Золотой век — страница 54 из 83

– Дочка младшая. Тамарка. С мужиком… С имя ещё какие-то. Этих не знаю, – говорит дядя Миша, на время перестав приплясывать.

– Друг твой умер, – говорит Иван Сергеевич.

– Царство Небесное. Скоропостижно. Предупредил бы хошь. А то – как оглоушил, – опять приплясывает дядя Миша, словно он босиком стоит на раскалённом, плечами двигает, руками дёргает, как урка перед фраерами. И говорит: – И сам, наверное, не собирался. Мне-то бы мог шепнуть уж, по секрету… Был сёдни у яво, – говорит дядя Миша. – Попроведал. То всё «гы-гы» идь да «га-га» – не унывал-то, и – просмешник. Лежит, молчит теперь… будто немтырь. Никто таким яво ещё не видел тут. Ну, чё… не горе – не беда. И все там будем. Может, я это… Помянуть-то.

– После помянем.

– Чё б не сёдни?.. Пока совсем-то не остыл.

– От тебя, говорят, шёл.

– Теперь теплее уж не станет… Да от меня, ребяты, от меня. Чё уж правда, то уж правда. Живым яво последним видел я – так получается. Хошь попрош-шались, обнялись… Да мы и выпили – маленько. Кого там – литру на двоих… за целый вечер… Недоосилили, осталось с полстакана. Но. Как нарочно – на помин-то… чтобы с утра не шариться мне, не искать. Случайно, чё ли?.. Проводил. За ворота. Разошлись. Я – в ограду, он – к себе. Подался. Бодрый. До дому много ль не дошёл, упал и умер. Вон – у столба. Умер – и упал, – гадает дядя Миша, – или упал, а потом умер?.. Ночью-то было минус два – передавали… Утре-то и ледок на лужах был, растаял быстро… Когда Таисья уж хватилась… Когда проснулась, среди ночи: нет Серафимыча и нет… Пошла… Ну дык… знатьё бы, то – конечно. Вошёл, сказал яму: здорово, – а он как будто и не слышит… я аж заплакал… так никогда ко мне не относился… как не товариш-ш. Хошь просмеял бы, что болею… что голова-то нездорова.
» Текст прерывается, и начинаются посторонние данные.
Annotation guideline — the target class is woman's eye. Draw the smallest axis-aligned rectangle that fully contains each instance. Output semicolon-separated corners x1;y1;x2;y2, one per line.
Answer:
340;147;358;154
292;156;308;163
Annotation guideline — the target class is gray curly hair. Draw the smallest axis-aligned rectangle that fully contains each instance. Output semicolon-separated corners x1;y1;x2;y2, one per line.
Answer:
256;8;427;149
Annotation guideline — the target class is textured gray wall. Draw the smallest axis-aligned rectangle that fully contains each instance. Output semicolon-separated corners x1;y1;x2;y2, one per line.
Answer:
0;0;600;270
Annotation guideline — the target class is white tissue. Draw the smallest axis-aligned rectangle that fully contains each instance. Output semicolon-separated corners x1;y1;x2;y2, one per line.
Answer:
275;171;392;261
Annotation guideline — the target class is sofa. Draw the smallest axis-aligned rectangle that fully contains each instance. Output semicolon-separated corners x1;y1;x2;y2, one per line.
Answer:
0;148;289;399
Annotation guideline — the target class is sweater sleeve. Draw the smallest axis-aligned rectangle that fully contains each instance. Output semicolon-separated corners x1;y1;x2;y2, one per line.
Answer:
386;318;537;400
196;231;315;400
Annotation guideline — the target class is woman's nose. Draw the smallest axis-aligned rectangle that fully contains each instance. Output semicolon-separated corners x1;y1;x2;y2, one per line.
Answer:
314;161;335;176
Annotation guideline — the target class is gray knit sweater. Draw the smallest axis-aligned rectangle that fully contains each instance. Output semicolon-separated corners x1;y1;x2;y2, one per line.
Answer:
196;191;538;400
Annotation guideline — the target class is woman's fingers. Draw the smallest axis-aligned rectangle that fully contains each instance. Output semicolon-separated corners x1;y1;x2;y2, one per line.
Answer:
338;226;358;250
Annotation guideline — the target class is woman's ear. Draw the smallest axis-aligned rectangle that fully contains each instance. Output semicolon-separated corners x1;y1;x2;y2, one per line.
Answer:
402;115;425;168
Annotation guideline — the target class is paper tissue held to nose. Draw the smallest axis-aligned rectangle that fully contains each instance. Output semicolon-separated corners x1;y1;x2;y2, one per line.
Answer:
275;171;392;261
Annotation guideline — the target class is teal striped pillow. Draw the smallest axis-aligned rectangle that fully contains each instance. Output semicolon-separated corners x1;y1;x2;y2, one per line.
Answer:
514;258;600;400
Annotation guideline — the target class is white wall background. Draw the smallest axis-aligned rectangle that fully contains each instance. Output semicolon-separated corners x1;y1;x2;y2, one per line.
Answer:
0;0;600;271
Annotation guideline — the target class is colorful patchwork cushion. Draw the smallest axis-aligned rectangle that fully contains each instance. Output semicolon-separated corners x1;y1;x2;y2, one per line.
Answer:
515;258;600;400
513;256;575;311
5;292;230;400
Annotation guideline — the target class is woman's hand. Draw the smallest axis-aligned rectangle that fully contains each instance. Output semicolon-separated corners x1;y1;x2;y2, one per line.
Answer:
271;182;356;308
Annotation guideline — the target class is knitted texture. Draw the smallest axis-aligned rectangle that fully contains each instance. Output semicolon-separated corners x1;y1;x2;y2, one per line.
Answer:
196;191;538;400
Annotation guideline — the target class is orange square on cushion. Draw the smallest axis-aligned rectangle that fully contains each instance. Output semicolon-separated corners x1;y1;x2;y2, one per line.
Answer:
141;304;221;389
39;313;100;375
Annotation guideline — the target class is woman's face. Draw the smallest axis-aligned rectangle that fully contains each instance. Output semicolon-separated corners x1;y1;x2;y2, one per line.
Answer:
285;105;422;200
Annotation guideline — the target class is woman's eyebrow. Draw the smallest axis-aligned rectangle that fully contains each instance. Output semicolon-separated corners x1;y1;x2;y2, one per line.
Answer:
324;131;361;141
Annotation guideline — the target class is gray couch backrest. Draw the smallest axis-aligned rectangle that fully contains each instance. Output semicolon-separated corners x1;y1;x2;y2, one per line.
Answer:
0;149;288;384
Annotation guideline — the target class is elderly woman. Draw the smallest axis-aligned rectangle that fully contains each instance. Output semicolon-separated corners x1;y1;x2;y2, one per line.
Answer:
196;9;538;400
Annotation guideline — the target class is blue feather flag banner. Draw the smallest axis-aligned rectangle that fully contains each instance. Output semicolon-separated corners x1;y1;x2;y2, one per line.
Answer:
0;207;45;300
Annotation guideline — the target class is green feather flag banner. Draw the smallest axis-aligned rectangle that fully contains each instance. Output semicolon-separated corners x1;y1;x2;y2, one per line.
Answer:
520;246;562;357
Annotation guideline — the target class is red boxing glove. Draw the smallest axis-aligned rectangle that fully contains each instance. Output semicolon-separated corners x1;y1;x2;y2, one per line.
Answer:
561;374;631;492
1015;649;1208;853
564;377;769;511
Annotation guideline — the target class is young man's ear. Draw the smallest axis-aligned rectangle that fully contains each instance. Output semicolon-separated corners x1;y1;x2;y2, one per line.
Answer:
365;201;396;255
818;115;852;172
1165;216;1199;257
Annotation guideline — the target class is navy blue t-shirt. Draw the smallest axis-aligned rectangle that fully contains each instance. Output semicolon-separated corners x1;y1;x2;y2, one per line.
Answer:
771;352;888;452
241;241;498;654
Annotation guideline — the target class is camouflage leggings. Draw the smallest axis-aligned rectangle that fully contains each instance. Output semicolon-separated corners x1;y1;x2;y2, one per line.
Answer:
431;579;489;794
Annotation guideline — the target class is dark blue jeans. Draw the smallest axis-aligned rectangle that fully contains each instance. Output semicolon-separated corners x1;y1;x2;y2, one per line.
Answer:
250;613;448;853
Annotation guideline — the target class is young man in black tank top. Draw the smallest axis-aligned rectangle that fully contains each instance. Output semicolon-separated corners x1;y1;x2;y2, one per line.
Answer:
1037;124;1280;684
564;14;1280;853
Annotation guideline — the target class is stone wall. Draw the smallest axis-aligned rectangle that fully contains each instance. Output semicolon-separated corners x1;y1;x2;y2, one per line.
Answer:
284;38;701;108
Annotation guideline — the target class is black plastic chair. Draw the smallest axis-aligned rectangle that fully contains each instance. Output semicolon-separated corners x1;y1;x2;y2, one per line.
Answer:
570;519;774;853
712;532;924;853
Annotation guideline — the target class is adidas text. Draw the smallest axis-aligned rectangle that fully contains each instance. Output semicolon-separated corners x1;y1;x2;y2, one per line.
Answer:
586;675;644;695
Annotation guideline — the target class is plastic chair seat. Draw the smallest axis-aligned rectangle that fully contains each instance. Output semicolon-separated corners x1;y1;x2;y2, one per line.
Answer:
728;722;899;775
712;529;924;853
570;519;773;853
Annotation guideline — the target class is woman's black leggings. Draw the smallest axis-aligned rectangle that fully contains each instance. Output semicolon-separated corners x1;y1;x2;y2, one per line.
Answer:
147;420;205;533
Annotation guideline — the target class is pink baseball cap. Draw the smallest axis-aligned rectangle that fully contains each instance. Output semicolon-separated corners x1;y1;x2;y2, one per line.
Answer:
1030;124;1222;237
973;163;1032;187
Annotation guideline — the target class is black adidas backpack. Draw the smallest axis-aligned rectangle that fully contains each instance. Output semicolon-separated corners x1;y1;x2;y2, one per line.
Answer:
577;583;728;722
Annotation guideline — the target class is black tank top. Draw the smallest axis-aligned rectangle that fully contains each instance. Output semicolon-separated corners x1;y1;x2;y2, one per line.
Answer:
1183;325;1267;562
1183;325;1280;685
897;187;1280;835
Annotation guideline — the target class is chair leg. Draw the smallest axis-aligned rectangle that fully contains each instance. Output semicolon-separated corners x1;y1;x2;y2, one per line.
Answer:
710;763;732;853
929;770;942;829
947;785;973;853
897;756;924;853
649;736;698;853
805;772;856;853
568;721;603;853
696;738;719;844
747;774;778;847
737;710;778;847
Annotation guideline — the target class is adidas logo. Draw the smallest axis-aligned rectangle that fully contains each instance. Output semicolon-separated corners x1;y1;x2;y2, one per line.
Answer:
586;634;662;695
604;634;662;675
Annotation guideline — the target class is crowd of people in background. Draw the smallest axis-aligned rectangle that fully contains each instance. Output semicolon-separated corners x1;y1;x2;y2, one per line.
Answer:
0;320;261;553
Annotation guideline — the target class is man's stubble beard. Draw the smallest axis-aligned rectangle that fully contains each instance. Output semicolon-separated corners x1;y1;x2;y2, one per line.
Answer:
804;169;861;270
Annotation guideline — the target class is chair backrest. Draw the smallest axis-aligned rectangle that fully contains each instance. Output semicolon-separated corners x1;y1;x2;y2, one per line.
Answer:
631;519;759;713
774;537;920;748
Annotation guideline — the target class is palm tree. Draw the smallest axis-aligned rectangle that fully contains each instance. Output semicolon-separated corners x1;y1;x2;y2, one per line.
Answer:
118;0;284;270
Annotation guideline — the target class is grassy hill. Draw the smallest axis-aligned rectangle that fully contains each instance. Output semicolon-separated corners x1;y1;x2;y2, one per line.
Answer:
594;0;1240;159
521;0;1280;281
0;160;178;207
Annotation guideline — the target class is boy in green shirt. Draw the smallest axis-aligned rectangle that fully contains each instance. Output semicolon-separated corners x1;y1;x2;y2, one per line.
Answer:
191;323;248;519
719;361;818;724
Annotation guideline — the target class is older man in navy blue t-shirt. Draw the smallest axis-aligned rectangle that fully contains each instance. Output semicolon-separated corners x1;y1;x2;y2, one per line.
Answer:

– Вы же ругались с ним частенько.

– Ну, не без этого… Дык и мирились.

– Когда будут хоронить? – спрашивает Иван Сергеевич.

– Пятница, помер-то, ну, значит, в воскресенье.

– A-а, в школе буду. Не смогу.

– В субботу тут ещё – чтоб попрош-шаться… А в школе чё?

– Так тридцать первое…

– А воскресенье-то?

– И что?.. Ладно, на Кемь схожу. Сетушка там – проверю.

– Ночью-то?.. Валя, молоток.

– Вечер ещё. Не ночь. Да и светло вон… Она у берега, в курье… Одно название – сетушка. С портянку, – говорит Иван Сергеевич, – не больше… Из старой сделал – место целое в ней выбрал… Ставлю-то так уж, ради баловства… Палкой достану да встряхну. Вряд ли попало что – вода большая.

– Рыба не ходит… это точно, – говорит Владимир Николаевич. – И у меня мордушки, проверял, пустые.

– Цирли-манирли, – говорит Винокуров. – Она воды боится, чё ли? Она же – рыба.

– Корму полно несёт – не ищет.

– Ищет, где глубже, говорят. Сергеич, будешь?

– Нет, дядя Миша.

– Ядакэто…

Запахло солодом и спиртом. Даже и воздух будто сморщился, чуть не чихнул, – с таким настоем и так терпко.

В ограде у Нестеровых загремели цепями собаки – вынесли им поесть, понять не трудно. Не лают, не дерутся. Говорит там кто-то что-то – с улицы не разобрать. Жена Владимира Николаевича, наверное, Татьяна. Больше и некому. Она, конечно. Две старших дочери – так те уже в Исленьске. Конец каникулам – уехали учиться.

Туда же, в ограду, легко сорвавшись со своей лежанки временной и, словно барсук в нору, скользнув ловко в лаз возле ворот в заборе, и Найда устремилась, сразу забыв, как кажется, про Валю.

Попрощался Иван Сергеевич:

– Ну, до свидания.

– Давай.

Пошёл.

Слышит:

– Не горе – не беда…

– Валя, подай-ка монтировку.

Собаки лают.

Гул из поднебесья.

Прямо под ним Ялань. Под поднебесьем.

Лишь в доме Плетиковых тихо, как будто нет в нём никого. Может, и нет: там, изнутри, в другом дом измерении, и все слова там в цифры переводятся – считать их только, а не слушать. Один. И… не сколько…

– Нет. Ноль и два. Нет, ноль-два-два… Скучно тут будет без него-то… Весёлый был Василий Серафимович.

Свернул с улицы Иван Сергеевич.

Прошёл вдоль изгороди. Тут тоже улица была когда-то.

Идёт теперь краем угора, с него не спускается. Когда-то были здесь задворки.

Трава, мерцая, серебрится.

Роса не пала на траву – шуршит, сухая, – семенит.

Куют кузнечики – стрекочут. Один замолчит, другой примется. Но общий хор не умолкает. Когда настанут холода – забьются в кузницы, их не услышишь. Скоро. Долго морозов лютых ждать здесь не приходится – Сибирь. Ещё и – Север. Уж не кузнечики, а кузнецы – они, морозы. И не стрекочут, а трещат. Представить жутко. Как выживали люди тут?.. Но выживаем же.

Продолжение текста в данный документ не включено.